Earlier this year, the former head of that ministry, current Social Affairs Minister Brice Hortefeux, described his "pride" in revealing France had expelled 30,000 illegal immigrants in 2008 — a rise of nearly 29% over the previous year, surpassing the quota of 26,000 Sarkozy had set for him. Ironically, it was Hortefeux's successor, Eric Besson, who on March 2 announced that Hassanzade would be granted resident papers and could apply for naturalization. "It's significant that Sharif's victory provoked a reaction from the Minister of Immigration, not from the Minister of Sports," says Jean-Joseph Tusa, Tourcoing's Deputy Mayor for Sport.

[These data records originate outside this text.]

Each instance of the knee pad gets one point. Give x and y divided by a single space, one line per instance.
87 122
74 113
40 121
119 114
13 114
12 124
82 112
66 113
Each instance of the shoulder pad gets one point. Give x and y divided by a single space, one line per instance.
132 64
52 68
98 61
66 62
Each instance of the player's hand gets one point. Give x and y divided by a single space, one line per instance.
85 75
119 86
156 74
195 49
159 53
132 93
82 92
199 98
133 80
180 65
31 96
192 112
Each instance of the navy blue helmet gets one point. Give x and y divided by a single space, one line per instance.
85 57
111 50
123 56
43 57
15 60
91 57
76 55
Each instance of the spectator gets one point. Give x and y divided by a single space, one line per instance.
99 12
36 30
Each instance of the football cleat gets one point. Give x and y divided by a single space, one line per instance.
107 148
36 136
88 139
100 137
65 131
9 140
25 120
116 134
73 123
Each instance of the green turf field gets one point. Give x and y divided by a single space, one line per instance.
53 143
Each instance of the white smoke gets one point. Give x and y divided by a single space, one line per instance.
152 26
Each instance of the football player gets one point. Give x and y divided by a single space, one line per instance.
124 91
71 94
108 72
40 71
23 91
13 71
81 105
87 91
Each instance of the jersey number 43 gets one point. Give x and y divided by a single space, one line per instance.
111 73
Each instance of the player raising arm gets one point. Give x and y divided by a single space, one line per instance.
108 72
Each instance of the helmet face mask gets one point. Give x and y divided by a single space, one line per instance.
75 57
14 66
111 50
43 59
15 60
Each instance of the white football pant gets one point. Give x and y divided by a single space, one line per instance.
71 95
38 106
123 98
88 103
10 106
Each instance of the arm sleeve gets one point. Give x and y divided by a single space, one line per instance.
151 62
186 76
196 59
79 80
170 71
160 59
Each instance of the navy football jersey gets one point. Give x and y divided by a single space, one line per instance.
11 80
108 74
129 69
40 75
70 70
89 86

Indeed, Tusa says, he, Cardoso, and countless residents of Tourcoing embraced Hassanzade as one of their own in part because they were horrified at how many of his fellow Afghans have been left stranded as illegals in nearby Calais since a refugee center there was closed on Sarkozy's orders in 2002. Tusa also says that the decades of economic hardship Tourcoing and other northern cities have suffered since the region's textile and coal mining industries collapsed have made residents more compassionate towards Hassanzade and those like him.

But it's taken sporting glory to get the rest of France to pay attention. "We're thrilled that this young man who has worked so hard to integrate and succeed no longer risks the expulsion he and all illegals face once they turn18," Tusa says. "But the truth is, many illegals are also fighters trying to get through each day. And no one stands to applaud them."